Mink gazed gravely at the scarecrow, that had surpassed its evident destiny in frightening that larger fowl, a jail-bird.
It might seem that with the weight of his heavy cares, the anguish of his forlorn plight, the dispiriting influence of his imprisonment, the jeopardy of his tortured freedom, his doubtful future,—exhausted, chilled, sore,—he would find scant amusement or relish in the grotesque image. One might wonder at the zest with which he applied himself, with convulsive, feeble efforts, to uproot the pole that sustained it. He conveyed it across the garden,—daring the dogs,—and placed the scarecrow where it might seem to peer into the front window of the house. He stood looking at it with intense satisfaction for a moment,—so like a man it was! He could forecast how the women of the household would cry aloud with terror when they should see it, how the mystified men would stare and swear.

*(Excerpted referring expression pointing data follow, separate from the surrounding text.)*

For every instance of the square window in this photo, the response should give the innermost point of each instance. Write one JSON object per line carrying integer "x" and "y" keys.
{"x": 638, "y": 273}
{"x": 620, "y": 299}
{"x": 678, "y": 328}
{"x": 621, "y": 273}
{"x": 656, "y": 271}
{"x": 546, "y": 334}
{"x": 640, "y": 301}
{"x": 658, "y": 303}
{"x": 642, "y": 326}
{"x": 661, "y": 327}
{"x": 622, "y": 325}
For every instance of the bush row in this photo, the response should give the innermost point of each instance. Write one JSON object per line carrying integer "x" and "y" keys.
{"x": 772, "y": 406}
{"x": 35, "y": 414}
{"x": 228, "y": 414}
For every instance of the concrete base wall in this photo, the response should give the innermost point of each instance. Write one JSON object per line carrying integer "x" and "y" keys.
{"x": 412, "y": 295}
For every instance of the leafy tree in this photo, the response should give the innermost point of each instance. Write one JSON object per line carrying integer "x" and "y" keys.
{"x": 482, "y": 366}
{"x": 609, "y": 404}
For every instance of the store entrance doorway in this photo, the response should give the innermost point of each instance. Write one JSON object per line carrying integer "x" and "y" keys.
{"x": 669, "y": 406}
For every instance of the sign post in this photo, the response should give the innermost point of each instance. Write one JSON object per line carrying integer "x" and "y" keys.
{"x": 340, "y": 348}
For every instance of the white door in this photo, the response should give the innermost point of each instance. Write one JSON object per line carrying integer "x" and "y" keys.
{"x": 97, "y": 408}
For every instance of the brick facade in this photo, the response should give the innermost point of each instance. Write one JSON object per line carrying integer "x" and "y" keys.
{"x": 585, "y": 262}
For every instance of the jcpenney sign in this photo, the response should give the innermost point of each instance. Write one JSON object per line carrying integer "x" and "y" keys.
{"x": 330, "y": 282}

He did not laugh; the feat in some other method satisfied his sense of the ludicrous. It did not occur to him as a futile waste of his time and strength,—of both he presently stood in sore need. For the day was breaking when he still trudged between the zigzag lines of farm fences, along a road that bore evidences of much travel, in a country which he did not know, of which the only familiar objects were the dying moon and the slowly developing outline of the Great Smoky Mountains, far away.
“I’ll git ter Shaftesville in time ter stan’ my trial, ef I don’t mind, ’fore the dep’ty does,” he said to himself in a panic.